Genome Biol. 2010;11(5):R57. doi: 10.1186/gb-2010-11-5-r57. Epub 2010 May 28.
There is considerable interest in the development of methods to efficiently identify all coding variants present in large sample sets of humans. There are three approaches possible: whole-genome sequencing, whole-exome sequencing using exon capture methods, and RNA-Seq. While whole-genome sequencing is the most complete, it remains sufficiently expensive that cost effective alternatives are important.
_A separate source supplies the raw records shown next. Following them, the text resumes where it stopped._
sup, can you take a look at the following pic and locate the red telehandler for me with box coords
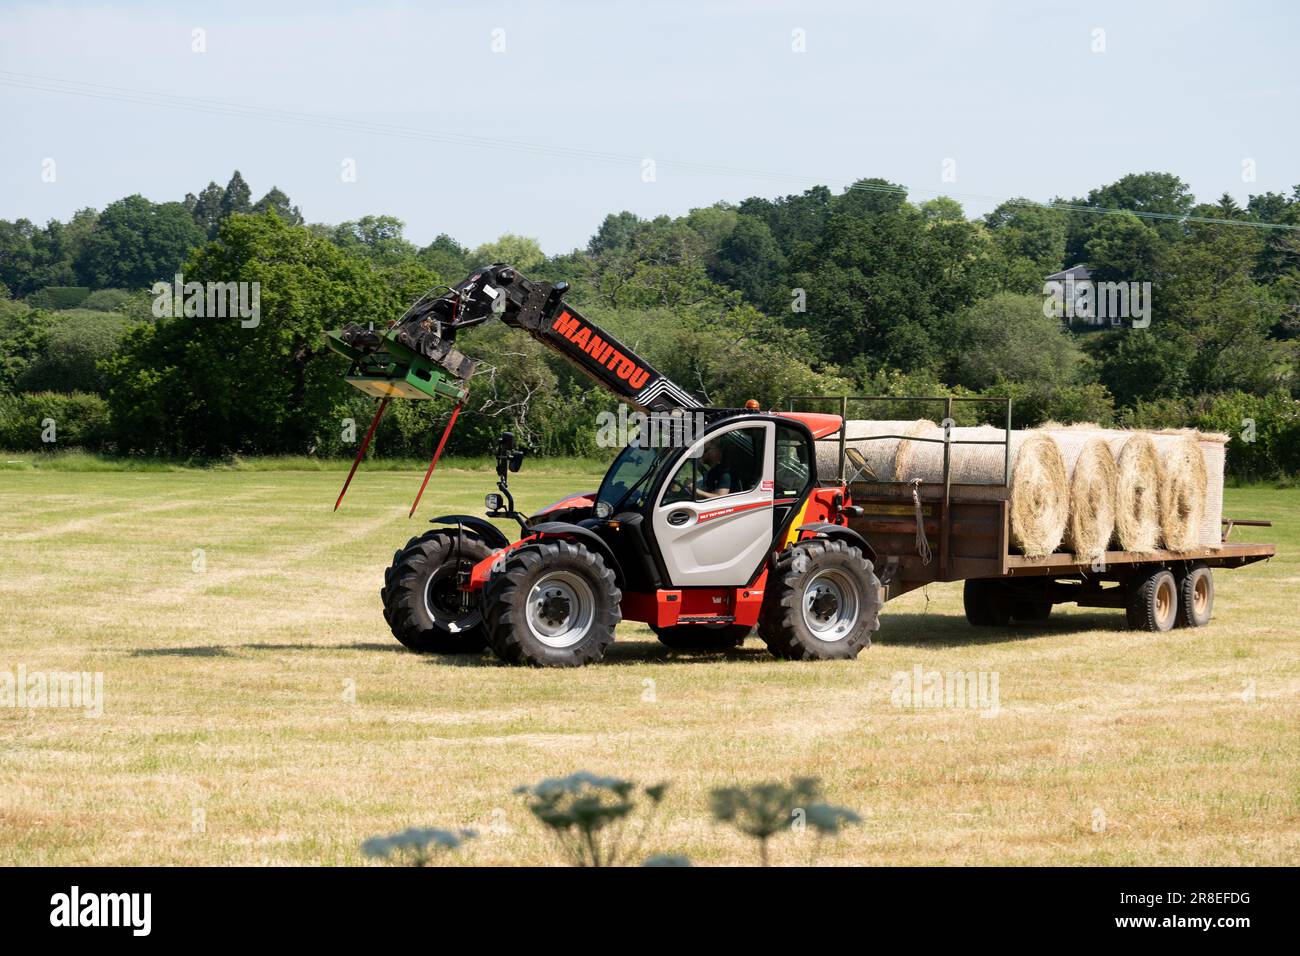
[328,264,882,666]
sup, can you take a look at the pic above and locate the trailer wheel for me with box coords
[1125,567,1178,632]
[1013,600,1052,623]
[483,540,621,667]
[758,540,881,660]
[964,579,1012,626]
[381,531,493,653]
[1175,563,1214,628]
[651,623,750,650]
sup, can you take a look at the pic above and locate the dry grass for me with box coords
[0,466,1297,866]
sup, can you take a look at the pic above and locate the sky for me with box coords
[1,0,1297,254]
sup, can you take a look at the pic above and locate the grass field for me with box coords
[1,460,1297,866]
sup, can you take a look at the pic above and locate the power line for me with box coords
[2,69,1297,233]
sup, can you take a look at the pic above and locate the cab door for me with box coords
[651,420,774,587]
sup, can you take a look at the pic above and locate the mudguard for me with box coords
[528,521,625,586]
[429,514,511,550]
[795,522,878,564]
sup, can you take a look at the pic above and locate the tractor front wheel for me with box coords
[758,539,881,660]
[483,540,621,667]
[382,531,493,653]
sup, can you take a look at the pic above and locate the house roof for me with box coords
[1045,264,1091,281]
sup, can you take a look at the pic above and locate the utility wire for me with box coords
[2,68,1297,233]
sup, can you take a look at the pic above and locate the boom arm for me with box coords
[379,264,696,413]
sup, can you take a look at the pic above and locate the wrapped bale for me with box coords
[894,425,1069,557]
[1150,430,1208,552]
[1042,429,1118,560]
[1197,433,1228,548]
[815,419,934,482]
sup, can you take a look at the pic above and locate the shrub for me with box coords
[27,286,91,310]
[0,391,111,451]
[19,310,133,395]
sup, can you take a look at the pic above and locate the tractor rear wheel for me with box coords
[758,539,881,660]
[382,531,493,653]
[651,623,750,650]
[483,540,621,667]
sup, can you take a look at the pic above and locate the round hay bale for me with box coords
[816,419,934,482]
[1151,431,1208,552]
[894,425,1068,557]
[1113,433,1162,552]
[1043,431,1118,560]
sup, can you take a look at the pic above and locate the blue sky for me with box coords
[2,0,1296,252]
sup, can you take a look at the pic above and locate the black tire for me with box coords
[757,539,881,661]
[1012,599,1053,623]
[964,579,1012,626]
[651,623,750,650]
[483,540,621,667]
[381,531,493,653]
[1125,567,1178,632]
[1175,563,1214,628]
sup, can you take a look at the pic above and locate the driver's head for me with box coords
[701,440,723,466]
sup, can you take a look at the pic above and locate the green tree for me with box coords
[252,187,304,227]
[75,196,205,289]
[105,213,415,455]
[218,170,253,221]
[470,233,545,271]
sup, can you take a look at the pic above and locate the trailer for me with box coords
[791,395,1275,632]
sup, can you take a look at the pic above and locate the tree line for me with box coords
[1,169,1298,478]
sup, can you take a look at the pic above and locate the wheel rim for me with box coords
[526,571,595,648]
[801,568,860,642]
[423,569,477,628]
[1193,574,1209,615]
[1155,577,1174,624]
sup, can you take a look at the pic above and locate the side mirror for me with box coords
[498,431,515,453]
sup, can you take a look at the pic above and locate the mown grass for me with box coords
[0,466,1295,866]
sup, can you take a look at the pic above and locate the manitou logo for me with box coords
[49,886,151,936]
[550,311,651,389]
Here we provide a systematic exploration of how well RNA-Seq can identify human coding variants by comparing variants identified through high coverage whole-genome sequencing to those identified by high coverage RNA-Seq in the same individual. This comparison allowed us to directly evaluate the sensitivity and specificity of RNA-Seq in identifying coding variants, and to evaluate how key parameters such as the degree of coverage and the expression levels of genes interact to influence performance. We find that although only 40% of exonic variants identified by whole genome sequencing were captured using RNA-Seq; this number rose to 81% when concentrating on genes known to be well-expressed in the source tissue. We also find that a high false positive rate can be problematic when working with RNA-Seq data, especially at higher levels of coverage.
We conclude that as long as a tissue relevant to the trait under study is available and suitable quality control screens are implemented, RNA-Seq is a fast and inexpensive alternative approach for finding coding variants in genes with sufficiently high expression levels.
人们对于开发高效方法以鉴定人类大样本集中所有编码变异非常感兴趣。目前有三种可能的方法:全基因组测序、使用外显子捕获方法的全外显子组测序和 RNA-Seq。虽然全基因组测序最为全面,但它的成本仍然相当高,因此寻找具有成本效益的替代方法非常重要。
在这里,我们通过比较同一个体中高覆盖度全基因组测序鉴定的变异与高覆盖度 RNA-Seq 鉴定的变异,系统地探讨了 RNA-Seq 鉴定人类编码变异的能力。这种比较使我们能够直接评估 RNA-Seq 鉴定编码变异的灵敏度和特异性,并评估关键参数(如覆盖度程度和基因表达水平)如何相互作用影响性能。我们发现,虽然全基因组测序鉴定的 40%外显子变异可以通过 RNA-Seq 捕获;但当集中在来源组织中表达良好的已知基因时,这个数字上升到 81%。我们还发现,当处理 RNA-Seq 数据时,高假阳性率可能是一个问题,尤其是在更高的覆盖度水平下。
我们的结论是,只要有研究性状相关的组织可用,并且实施了适当的质量控制筛选,那么对于表达水平足够高的基因来说,RNA-Seq 是一种快速且经济实惠的寻找编码变异的替代方法。